The southernmost district of Portugal is a totally different region, with different weather and landscape.
With some of the best beaches in Europe (and also some of the most beautiful), with a mild temperature in the air and water, allowing bathing for more than half the year, it is a top destination for people from north and central Europe.

Differently than in all the other regions of the country, here everything is aimed at tourism. However, it is still possible to discover the cultural diversity originated by the long Muslim domination. 

Between Lisbon and Algarve, the wide planes of Alentejo, are divided in the districts of Setúbal, south of Lisbon, Évora, Beja, and, in the remote interior,  Portalegre , and are generally visited from both sides. Setúbal district, with the known sites of Arrábida and Sesimbra is a common day trip from Lisbon, as it happens with Évora, a little bit more distant.

A deeper visit to Évora (advisable) generally includes Monsaraz, the new artificial lake of Alqueva, and the less known towns of Moura, Mourão, and other. In the coast, Sines and Porto Covo have good beaches, generally chosen by locals.

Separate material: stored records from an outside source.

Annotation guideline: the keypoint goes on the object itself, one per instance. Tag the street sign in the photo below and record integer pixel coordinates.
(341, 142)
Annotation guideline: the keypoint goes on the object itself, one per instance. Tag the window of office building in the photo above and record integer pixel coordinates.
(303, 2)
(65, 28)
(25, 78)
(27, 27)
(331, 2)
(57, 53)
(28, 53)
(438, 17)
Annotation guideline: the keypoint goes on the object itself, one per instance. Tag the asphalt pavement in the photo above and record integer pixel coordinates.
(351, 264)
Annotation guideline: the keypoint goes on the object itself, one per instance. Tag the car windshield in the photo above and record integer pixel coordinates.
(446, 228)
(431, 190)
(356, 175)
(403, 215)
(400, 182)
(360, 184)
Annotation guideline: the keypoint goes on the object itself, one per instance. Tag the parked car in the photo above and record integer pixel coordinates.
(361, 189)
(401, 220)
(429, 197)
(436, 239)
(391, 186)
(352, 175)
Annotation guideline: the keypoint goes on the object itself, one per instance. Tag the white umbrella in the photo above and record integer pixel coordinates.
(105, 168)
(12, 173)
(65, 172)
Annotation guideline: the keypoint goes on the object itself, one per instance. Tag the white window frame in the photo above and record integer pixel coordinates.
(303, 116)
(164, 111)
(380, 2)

Less visited due to the distances, Portalegre has as the most interesting places Marvão and Castelo de Vide, but the low development in the interior preserves some “forgotten” villages to discover.

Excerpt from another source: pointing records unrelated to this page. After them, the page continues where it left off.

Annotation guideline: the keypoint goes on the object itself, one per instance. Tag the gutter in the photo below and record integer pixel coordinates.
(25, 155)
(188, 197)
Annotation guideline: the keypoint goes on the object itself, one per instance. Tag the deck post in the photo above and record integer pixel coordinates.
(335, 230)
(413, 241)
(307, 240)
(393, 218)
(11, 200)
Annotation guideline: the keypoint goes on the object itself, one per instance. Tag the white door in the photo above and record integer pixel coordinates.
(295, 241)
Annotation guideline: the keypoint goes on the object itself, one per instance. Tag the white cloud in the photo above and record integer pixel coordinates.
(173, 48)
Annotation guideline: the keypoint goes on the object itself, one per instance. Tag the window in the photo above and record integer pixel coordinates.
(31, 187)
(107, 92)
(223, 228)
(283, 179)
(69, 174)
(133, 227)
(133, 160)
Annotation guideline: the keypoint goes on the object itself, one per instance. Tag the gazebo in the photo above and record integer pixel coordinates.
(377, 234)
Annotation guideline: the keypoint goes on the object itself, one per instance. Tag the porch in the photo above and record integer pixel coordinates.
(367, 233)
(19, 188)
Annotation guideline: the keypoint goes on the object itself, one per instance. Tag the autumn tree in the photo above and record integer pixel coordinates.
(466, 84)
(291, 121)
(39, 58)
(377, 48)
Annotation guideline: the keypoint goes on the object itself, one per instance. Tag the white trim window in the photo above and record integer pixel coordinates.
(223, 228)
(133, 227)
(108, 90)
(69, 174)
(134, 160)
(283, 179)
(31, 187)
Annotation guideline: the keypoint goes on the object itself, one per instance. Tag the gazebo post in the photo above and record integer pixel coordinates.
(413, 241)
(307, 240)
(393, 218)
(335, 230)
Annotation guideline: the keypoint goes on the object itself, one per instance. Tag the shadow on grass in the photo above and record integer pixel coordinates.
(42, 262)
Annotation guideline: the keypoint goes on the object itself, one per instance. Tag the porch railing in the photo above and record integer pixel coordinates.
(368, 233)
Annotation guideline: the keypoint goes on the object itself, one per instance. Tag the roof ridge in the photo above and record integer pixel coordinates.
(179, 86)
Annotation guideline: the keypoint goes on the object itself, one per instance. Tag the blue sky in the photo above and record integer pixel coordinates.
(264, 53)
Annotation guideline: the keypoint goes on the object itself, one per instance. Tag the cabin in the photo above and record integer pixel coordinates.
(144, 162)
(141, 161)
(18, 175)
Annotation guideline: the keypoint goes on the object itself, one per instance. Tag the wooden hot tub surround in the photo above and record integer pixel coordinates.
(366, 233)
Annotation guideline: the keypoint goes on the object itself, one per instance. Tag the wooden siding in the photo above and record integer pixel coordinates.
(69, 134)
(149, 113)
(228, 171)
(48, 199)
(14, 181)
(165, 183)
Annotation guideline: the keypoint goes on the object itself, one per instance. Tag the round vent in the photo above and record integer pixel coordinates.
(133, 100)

The archipelagos of Madeira and Azores are autonomic regions, with different links to tourism – Madeira is a mass destination, while Azores only recently with the low-cost flights is significantly increasing the number of visits.

Not me, however, always postponing the desired trip, with the regular determination – I will go very soon. I´ve been twice in Madeira, always nice, always welcoming, always… the same!

It’s a visit that I surely recommend, and you will not get tired or bothered in three or four days. Funchal is the mandatory center of all visits, the the island is not seen while you don’t visit Porto Moniz, Encumeada, the many and fabulous sightseeing points, Santana and… well, just go!

The last parcel to visit in Portugal were the Azores, with a so great pleasure that in two years I made three visits to the islands, two of them to São Miguel and the third one to Terceira. Yes, Azores is, really, a wonderful different world.